The course ends with a film that carries the whole inheritance into twenty-first-century France. Audiard's prison epic follows Malik, a young Frenchman of North African descent who enters jail illiterate and unprotected, and tracks his education — in language, in power, in survival — from inside the walls: Stéphane Fontaine's handheld camera stays at eye level, within the social space rather than above it, so you feel the compressed geometry of corridors and cells on your own skin. The lineage is explicit — Bresson's prisons built out of sound (footsteps, scraping metal, the acoustics of a cell doing narrative work), Melville's hero who survives by withholding everything and becomes legible only through procedure. But Audiard adds something the tradition had refused: visions — impossible things allowed to sit calmly inside documentary-real spaces, a realist film that dreams. And it turns the national cinema's gaze, at last, onto the France its classics had kept at the margins — the prison as a map of the country outside it.
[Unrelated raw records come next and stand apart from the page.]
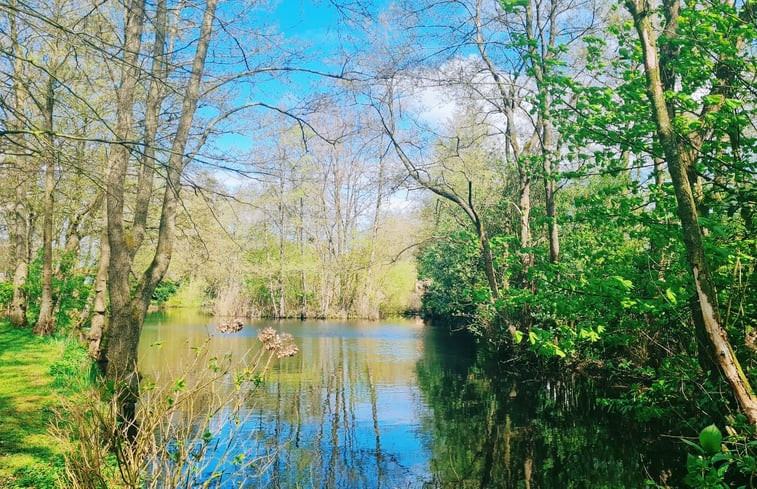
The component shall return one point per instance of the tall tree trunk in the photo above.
(679, 159)
(46, 322)
(303, 276)
(119, 363)
(282, 298)
(20, 230)
(128, 310)
(153, 105)
(97, 329)
(20, 240)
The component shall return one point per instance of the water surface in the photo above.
(402, 404)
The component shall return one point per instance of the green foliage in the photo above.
(710, 464)
(165, 290)
(456, 286)
(71, 289)
(35, 372)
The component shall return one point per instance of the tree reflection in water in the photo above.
(512, 431)
(401, 405)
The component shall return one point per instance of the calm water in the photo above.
(400, 404)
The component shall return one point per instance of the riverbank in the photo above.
(34, 373)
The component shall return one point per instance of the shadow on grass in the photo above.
(28, 453)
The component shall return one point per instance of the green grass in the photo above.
(34, 372)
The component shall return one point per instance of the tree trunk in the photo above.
(679, 159)
(303, 276)
(97, 330)
(118, 362)
(46, 322)
(19, 233)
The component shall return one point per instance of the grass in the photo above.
(34, 372)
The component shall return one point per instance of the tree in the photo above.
(682, 142)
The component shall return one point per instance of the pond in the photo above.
(402, 404)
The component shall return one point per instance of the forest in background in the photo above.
(588, 171)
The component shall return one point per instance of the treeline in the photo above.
(594, 191)
(319, 233)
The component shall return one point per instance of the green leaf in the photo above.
(710, 439)
(517, 337)
(671, 296)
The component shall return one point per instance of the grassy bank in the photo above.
(34, 372)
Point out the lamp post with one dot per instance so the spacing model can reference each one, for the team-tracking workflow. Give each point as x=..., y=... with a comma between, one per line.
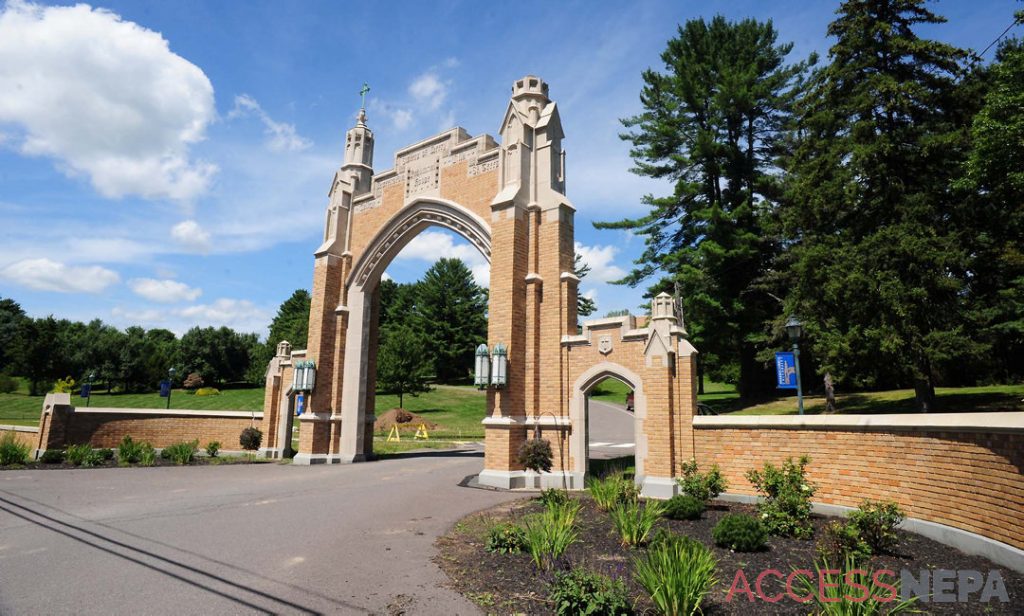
x=794, y=327
x=170, y=385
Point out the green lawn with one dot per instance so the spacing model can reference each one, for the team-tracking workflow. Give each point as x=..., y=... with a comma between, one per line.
x=962, y=399
x=457, y=409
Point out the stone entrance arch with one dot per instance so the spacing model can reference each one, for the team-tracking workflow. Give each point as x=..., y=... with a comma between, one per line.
x=580, y=413
x=507, y=199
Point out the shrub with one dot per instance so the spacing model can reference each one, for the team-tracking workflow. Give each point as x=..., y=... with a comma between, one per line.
x=535, y=454
x=634, y=521
x=580, y=591
x=93, y=458
x=181, y=453
x=506, y=538
x=64, y=386
x=739, y=533
x=854, y=591
x=147, y=455
x=251, y=439
x=193, y=381
x=785, y=509
x=683, y=507
x=677, y=572
x=11, y=451
x=129, y=452
x=702, y=486
x=52, y=456
x=877, y=523
x=8, y=384
x=76, y=454
x=554, y=497
x=611, y=490
x=550, y=533
x=840, y=541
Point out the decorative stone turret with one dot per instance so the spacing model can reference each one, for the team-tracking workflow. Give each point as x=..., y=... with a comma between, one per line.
x=358, y=165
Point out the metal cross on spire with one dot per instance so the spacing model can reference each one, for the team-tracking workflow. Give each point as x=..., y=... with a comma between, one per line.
x=363, y=93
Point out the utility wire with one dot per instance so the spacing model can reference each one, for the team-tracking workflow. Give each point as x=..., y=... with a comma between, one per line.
x=998, y=38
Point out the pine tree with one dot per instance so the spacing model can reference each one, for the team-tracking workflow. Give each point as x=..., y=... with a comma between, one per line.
x=875, y=268
x=402, y=363
x=585, y=306
x=994, y=217
x=711, y=125
x=452, y=313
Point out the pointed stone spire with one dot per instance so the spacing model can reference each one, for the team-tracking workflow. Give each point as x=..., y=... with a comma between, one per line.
x=358, y=166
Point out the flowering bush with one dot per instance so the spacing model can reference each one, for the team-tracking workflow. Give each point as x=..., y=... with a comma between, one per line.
x=785, y=509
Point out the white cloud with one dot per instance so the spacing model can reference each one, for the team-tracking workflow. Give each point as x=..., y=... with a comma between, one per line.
x=241, y=315
x=600, y=259
x=281, y=136
x=190, y=234
x=44, y=274
x=164, y=291
x=401, y=119
x=429, y=90
x=431, y=246
x=104, y=97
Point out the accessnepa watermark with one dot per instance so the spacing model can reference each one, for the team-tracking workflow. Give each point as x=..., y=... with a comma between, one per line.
x=834, y=585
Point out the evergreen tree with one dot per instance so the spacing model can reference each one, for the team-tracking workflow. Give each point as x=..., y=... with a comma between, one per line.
x=402, y=363
x=711, y=125
x=994, y=217
x=291, y=323
x=585, y=306
x=10, y=318
x=875, y=267
x=452, y=314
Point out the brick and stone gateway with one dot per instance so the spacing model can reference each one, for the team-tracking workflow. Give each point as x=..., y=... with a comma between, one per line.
x=957, y=471
x=508, y=200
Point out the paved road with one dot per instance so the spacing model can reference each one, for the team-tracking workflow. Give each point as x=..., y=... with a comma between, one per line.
x=611, y=432
x=269, y=538
x=235, y=539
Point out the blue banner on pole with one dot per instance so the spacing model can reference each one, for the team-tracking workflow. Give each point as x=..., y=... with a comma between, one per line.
x=785, y=370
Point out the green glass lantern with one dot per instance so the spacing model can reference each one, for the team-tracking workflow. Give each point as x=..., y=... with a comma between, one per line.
x=499, y=365
x=482, y=377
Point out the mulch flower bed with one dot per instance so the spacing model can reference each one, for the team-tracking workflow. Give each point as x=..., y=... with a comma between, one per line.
x=511, y=583
x=160, y=462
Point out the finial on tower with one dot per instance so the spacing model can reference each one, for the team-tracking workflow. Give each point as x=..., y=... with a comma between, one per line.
x=363, y=93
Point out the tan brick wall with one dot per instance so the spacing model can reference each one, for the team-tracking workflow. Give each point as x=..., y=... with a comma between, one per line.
x=26, y=436
x=968, y=480
x=107, y=429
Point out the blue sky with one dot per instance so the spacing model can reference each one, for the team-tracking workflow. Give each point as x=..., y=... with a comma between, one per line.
x=166, y=164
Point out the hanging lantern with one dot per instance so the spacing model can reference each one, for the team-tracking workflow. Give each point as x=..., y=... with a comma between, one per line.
x=304, y=376
x=499, y=365
x=482, y=378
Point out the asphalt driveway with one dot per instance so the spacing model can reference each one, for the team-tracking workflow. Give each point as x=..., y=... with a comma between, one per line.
x=229, y=539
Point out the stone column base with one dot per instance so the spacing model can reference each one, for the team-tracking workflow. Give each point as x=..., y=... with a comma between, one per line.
x=658, y=487
x=306, y=459
x=511, y=480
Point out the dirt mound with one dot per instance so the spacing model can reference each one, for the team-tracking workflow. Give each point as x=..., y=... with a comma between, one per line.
x=402, y=419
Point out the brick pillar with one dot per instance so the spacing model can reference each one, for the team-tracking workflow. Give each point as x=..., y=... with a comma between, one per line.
x=504, y=428
x=318, y=431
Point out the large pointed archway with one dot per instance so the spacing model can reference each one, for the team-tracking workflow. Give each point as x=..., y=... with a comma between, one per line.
x=508, y=200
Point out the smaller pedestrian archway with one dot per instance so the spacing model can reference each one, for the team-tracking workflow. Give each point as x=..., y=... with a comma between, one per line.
x=613, y=436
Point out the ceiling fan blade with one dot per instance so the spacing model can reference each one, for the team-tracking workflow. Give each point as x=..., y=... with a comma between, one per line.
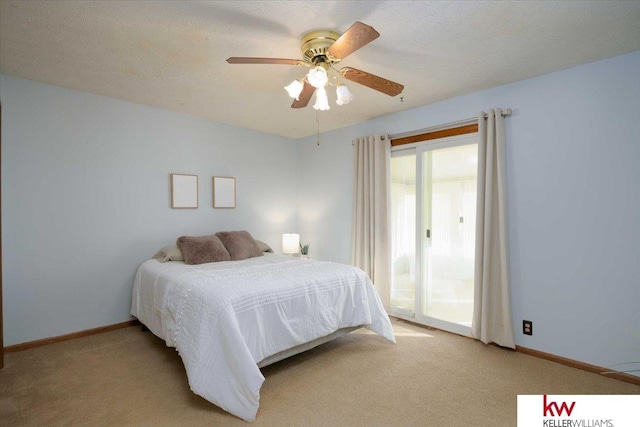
x=305, y=96
x=354, y=38
x=276, y=61
x=372, y=81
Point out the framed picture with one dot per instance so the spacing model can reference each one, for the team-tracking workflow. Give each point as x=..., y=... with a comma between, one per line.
x=184, y=191
x=224, y=192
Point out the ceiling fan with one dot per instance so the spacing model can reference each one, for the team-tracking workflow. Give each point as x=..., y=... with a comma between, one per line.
x=321, y=49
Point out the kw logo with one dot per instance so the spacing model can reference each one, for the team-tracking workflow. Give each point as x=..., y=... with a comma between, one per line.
x=548, y=408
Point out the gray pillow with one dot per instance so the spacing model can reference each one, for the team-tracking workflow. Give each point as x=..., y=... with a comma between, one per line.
x=203, y=249
x=169, y=253
x=264, y=247
x=239, y=244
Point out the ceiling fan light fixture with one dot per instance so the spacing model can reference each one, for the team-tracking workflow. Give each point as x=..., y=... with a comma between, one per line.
x=344, y=96
x=317, y=77
x=294, y=89
x=322, y=102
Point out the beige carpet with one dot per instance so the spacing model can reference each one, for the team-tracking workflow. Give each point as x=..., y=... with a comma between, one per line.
x=430, y=378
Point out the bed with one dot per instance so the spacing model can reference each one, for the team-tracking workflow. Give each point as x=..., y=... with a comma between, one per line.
x=227, y=319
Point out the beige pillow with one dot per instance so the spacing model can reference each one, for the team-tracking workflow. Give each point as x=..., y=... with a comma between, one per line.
x=203, y=249
x=240, y=244
x=263, y=246
x=169, y=253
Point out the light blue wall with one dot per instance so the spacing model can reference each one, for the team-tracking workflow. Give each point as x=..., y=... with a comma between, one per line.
x=86, y=197
x=573, y=164
x=85, y=182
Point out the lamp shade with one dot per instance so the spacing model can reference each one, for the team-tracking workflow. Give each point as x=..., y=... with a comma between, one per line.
x=322, y=102
x=290, y=243
x=317, y=77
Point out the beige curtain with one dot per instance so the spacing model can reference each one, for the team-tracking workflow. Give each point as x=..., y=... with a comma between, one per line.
x=492, y=306
x=370, y=233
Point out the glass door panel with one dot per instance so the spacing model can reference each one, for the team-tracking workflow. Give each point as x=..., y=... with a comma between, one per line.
x=403, y=232
x=448, y=222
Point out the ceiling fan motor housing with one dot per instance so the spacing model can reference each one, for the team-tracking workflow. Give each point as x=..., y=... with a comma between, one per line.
x=315, y=45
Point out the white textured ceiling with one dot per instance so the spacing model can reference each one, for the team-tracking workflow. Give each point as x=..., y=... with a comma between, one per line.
x=171, y=54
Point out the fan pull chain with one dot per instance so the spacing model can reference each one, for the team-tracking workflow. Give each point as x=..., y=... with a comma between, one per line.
x=318, y=122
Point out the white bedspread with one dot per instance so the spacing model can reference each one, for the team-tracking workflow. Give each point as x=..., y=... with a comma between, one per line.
x=225, y=317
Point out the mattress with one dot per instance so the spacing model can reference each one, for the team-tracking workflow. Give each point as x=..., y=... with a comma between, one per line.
x=227, y=319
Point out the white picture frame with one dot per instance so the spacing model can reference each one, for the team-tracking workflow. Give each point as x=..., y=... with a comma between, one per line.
x=184, y=191
x=224, y=192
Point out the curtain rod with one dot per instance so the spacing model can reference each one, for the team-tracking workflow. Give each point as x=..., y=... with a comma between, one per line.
x=505, y=113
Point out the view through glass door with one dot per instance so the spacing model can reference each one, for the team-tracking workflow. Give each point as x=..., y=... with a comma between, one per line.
x=433, y=200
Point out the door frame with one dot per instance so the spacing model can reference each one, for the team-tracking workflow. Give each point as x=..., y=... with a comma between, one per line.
x=419, y=148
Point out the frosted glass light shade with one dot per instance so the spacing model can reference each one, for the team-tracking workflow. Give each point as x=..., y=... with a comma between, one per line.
x=290, y=243
x=322, y=102
x=344, y=95
x=317, y=77
x=294, y=89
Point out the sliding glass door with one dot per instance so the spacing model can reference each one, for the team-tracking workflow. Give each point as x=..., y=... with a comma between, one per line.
x=433, y=199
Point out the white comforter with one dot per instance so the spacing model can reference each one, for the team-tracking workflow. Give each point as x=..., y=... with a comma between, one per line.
x=225, y=317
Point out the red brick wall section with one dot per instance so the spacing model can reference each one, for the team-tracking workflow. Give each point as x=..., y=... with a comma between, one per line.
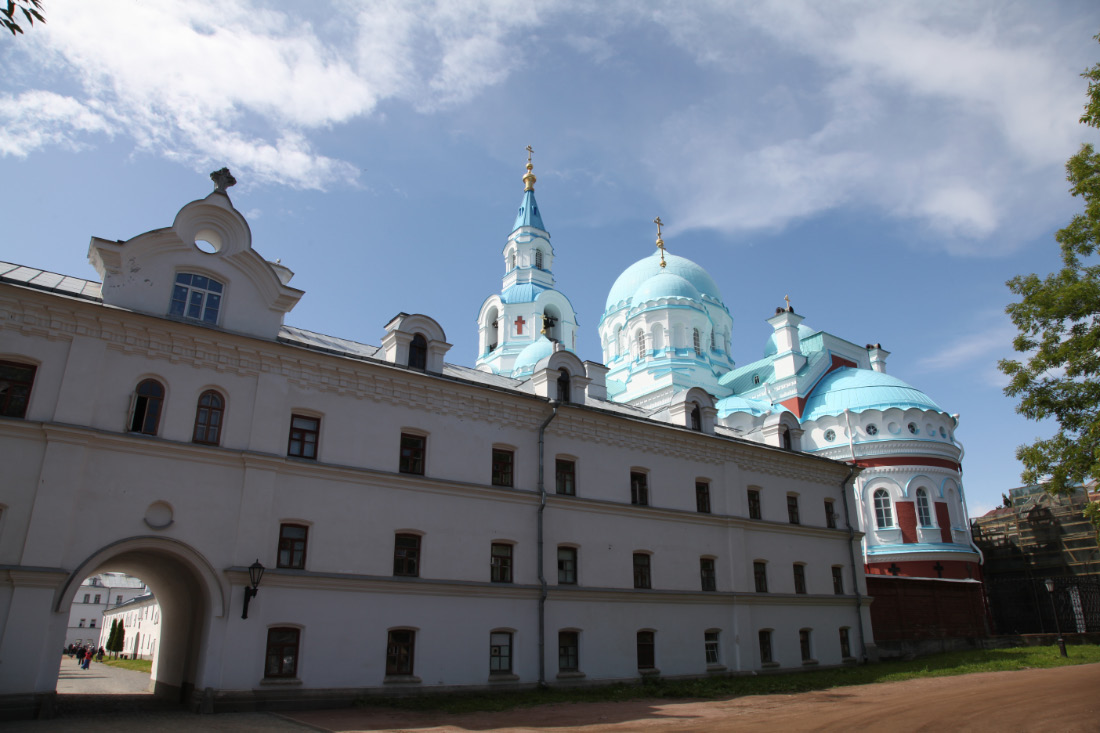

Run the line back through and the through-lines stand out like rails. Renoir's deep, wandering frame resurfaces in Tati's glass city; Bresson's emptied faces pass through Melville's killer to Denis's legionnaires and Audiard's prisoner; Resnais's discovery that a cut can travel through time flows into Marienbad, then into Beau Travail's memory-shards. The New Wave's street-shot freedom became the default grammar of world cinema — every handheld, natural-light, location-real film owes 1959 a debt — while the quieter French inventions, restraint as intensity and sound as architecture, keep resurfacing wherever filmmakers trust an audience to lean in. That is the real French tradition on display here: not a style but a habit of mind, the conviction that the way a film is made is what it means, renewed every generation by someone impatient enough to break the rules of the game. Twelve films, seventy years, one continuous argument — and it isn't over.